Knowledge and ignorance have some significant traits in common, and one glaring difference: 1. Both are based on what we glean from what we are taught or exposed to. 2. Both are the result of how we interpret or understand that which we have been exposed to. 3. Both are the result of the human cognitive process - how our internal thought process interprets what we have been taught or exposed to, whether the conclusions we draw are right or wrong. (This is one of the differences between knowledge and ignorance, the other is *sticking* to conclusions which are later proven to be incorrect.) 4. Sometimes, we don’t have enough information to properly process what we have been exposed to, so we either try to figure it out based on our current, existing knowledge base, or we guess. Both of these processes fall well within the realm of intelligent thought processes. (For instance, I had never heard of ‘hypo cognition’ but I know the difference between ‘hypo’ and ‘hyper’, and what cognition means. I was able to successfully guess the meaning based on my previous knowledge base. Teaching and learning are not about teaching or memorizing rote facts, but rather learning how to intelligently figure things out.) HOWEVER, sometimes we guess wrong. If and when that happens, being willing to walk away from that meaning is probably the hardest part of being intelligent; a leap most can’t make. Ego, will, and stubbornness are the Great Barriers that springs up between Knowledge and Ignorance. Sometimes that barrier is so profound an individual is totally unable to realize how uninformed they are.
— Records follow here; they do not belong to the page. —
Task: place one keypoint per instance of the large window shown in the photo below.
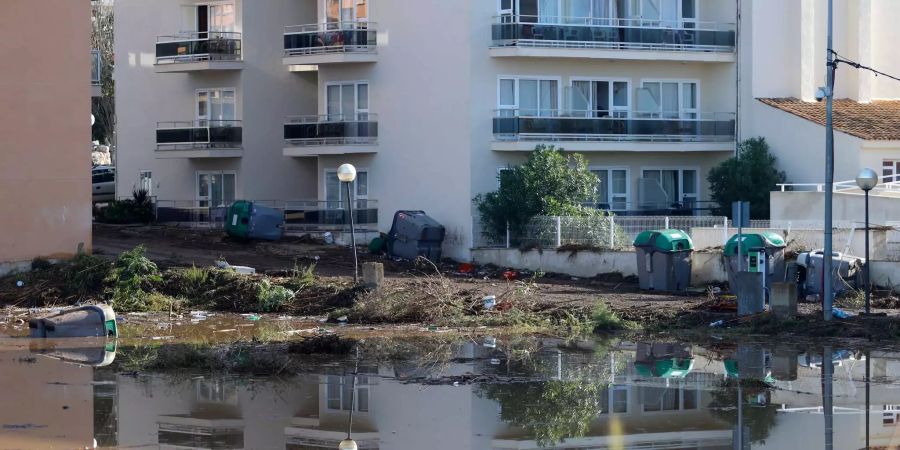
(531, 97)
(670, 186)
(338, 391)
(215, 107)
(347, 101)
(612, 188)
(215, 189)
(335, 192)
(599, 98)
(657, 13)
(669, 99)
(346, 11)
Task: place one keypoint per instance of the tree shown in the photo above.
(748, 177)
(550, 183)
(102, 38)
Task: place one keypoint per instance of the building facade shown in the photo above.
(44, 169)
(263, 100)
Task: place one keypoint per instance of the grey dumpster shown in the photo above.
(760, 252)
(664, 260)
(846, 267)
(414, 234)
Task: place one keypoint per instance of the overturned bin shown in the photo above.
(84, 321)
(761, 252)
(248, 220)
(664, 260)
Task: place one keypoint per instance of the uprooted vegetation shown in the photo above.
(134, 283)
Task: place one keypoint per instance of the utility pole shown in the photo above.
(828, 294)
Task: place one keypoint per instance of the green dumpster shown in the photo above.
(760, 252)
(664, 260)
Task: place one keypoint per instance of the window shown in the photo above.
(668, 100)
(595, 98)
(890, 170)
(215, 107)
(615, 400)
(673, 186)
(215, 189)
(530, 97)
(145, 181)
(612, 188)
(346, 11)
(335, 192)
(338, 393)
(347, 101)
(215, 17)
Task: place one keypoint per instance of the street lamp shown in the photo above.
(347, 175)
(867, 180)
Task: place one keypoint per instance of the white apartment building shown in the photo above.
(783, 48)
(262, 100)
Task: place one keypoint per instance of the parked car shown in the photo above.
(103, 179)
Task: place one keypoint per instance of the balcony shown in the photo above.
(625, 39)
(190, 52)
(518, 130)
(308, 46)
(332, 134)
(96, 68)
(199, 139)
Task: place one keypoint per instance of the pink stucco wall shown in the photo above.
(45, 197)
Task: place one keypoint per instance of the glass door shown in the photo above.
(215, 189)
(347, 102)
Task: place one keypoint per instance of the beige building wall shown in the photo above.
(45, 176)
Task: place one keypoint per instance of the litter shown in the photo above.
(490, 302)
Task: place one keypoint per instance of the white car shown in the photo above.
(103, 179)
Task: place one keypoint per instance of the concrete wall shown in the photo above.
(45, 176)
(707, 267)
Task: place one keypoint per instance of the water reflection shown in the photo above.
(542, 394)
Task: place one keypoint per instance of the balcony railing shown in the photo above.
(557, 125)
(195, 47)
(331, 129)
(339, 37)
(95, 67)
(625, 34)
(199, 134)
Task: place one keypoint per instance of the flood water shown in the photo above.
(475, 393)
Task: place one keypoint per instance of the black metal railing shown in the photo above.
(521, 125)
(321, 38)
(199, 134)
(194, 47)
(529, 31)
(331, 129)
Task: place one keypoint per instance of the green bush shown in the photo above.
(551, 183)
(748, 177)
(137, 209)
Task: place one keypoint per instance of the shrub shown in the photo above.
(137, 209)
(272, 297)
(550, 183)
(748, 177)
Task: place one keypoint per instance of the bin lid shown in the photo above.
(764, 239)
(665, 240)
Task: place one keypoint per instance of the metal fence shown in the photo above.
(619, 232)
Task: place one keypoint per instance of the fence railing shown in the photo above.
(619, 232)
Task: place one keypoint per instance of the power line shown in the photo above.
(841, 59)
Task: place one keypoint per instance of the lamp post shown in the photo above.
(347, 175)
(867, 180)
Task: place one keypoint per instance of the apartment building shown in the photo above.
(782, 66)
(44, 117)
(263, 100)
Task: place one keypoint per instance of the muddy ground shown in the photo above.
(654, 312)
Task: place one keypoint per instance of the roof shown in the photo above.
(875, 121)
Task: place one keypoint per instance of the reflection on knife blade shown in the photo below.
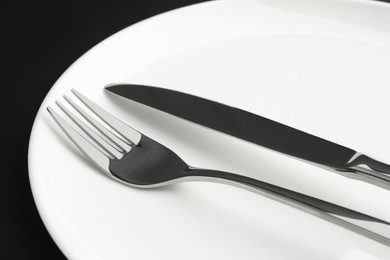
(259, 130)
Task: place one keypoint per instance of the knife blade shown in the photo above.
(259, 130)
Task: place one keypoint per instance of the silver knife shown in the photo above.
(260, 130)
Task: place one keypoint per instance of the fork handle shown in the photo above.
(371, 227)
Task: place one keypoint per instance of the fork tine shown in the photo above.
(121, 146)
(126, 132)
(85, 147)
(112, 152)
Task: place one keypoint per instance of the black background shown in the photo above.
(40, 40)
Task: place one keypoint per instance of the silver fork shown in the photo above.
(134, 159)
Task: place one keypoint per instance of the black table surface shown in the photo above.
(41, 39)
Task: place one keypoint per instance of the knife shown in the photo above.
(259, 130)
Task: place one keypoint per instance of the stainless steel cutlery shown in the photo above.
(134, 159)
(261, 131)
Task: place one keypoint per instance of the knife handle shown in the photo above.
(364, 168)
(371, 163)
(376, 229)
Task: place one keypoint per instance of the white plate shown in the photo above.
(321, 66)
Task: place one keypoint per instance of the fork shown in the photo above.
(134, 159)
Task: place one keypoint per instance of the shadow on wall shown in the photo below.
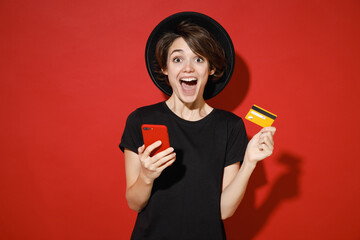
(235, 92)
(248, 220)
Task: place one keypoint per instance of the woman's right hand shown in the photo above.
(152, 166)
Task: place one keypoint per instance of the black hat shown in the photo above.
(213, 27)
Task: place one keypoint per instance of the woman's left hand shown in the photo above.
(260, 146)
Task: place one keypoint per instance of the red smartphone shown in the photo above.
(152, 133)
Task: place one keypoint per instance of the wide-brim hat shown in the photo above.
(213, 27)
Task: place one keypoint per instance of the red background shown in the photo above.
(72, 71)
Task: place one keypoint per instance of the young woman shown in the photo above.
(185, 191)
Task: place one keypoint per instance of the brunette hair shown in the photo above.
(200, 42)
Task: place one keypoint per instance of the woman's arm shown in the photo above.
(236, 178)
(141, 171)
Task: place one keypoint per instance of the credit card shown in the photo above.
(260, 116)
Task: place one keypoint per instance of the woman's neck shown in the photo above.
(189, 111)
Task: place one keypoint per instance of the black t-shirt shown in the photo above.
(185, 199)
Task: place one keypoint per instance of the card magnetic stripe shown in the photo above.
(263, 112)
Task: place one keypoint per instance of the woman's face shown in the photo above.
(187, 72)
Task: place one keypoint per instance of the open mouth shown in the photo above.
(188, 81)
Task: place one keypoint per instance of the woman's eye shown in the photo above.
(199, 59)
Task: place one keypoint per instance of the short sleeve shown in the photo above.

A person can also be too stubborn to admit that they may have drawn the wrong conclusions (or are just ‘wrong’). That is a problem of ego. Ignorance springs from an inability to divorce oneself from previously self-held notions and ideas, while willfully choosing to stick slavishly to what (we) think we know. The glaring difference between the two states (Knowledge and Ignorance) is simply being able to have a mind always open to learning, and, most difficult of all, disposing of that which has been proven to be false instead of clinging to it. (In addition, it doesn’t hurt to realize that we, at any given time, know far less than we don’t know.)
How do you measure happiness of parents? We all know intuitively children bring happiness which means you have thevwrong definition of happiness. Ask parents if children bring you purpose and the results would be overwhelming yes
Arguing with idiots is like playing chess with a pigeon. No matter how good you are, the bird is going to shit on the board and strut around like it won anyway.
I was fortunate enough to have Dr. Myers for my senior seminar at Hope College in 1979. He was always happy! Years later I read Pursuit of Happiness. What a blessing!
22:13 The problem is not with not knowing. The problem is that the knowledge is unreliable and debatable, and inaccurate information has been allowed to inhabit people’s minds who don’t have the skill, the desire, or the time to sift wheat from chaff. In addition to quantity (informational inflation), the relevance criteria has been dispensed with. People are bombarded with lots of information- some accurate, some not, all the while not knowing what is relevant or not. Add to that the social stigma of not knowing. There’s little wonder, then, that people are stultified and happy with it. After all, why make the effort to employ anything else but ‘hypocognition’ if stupidity can get you very far in life?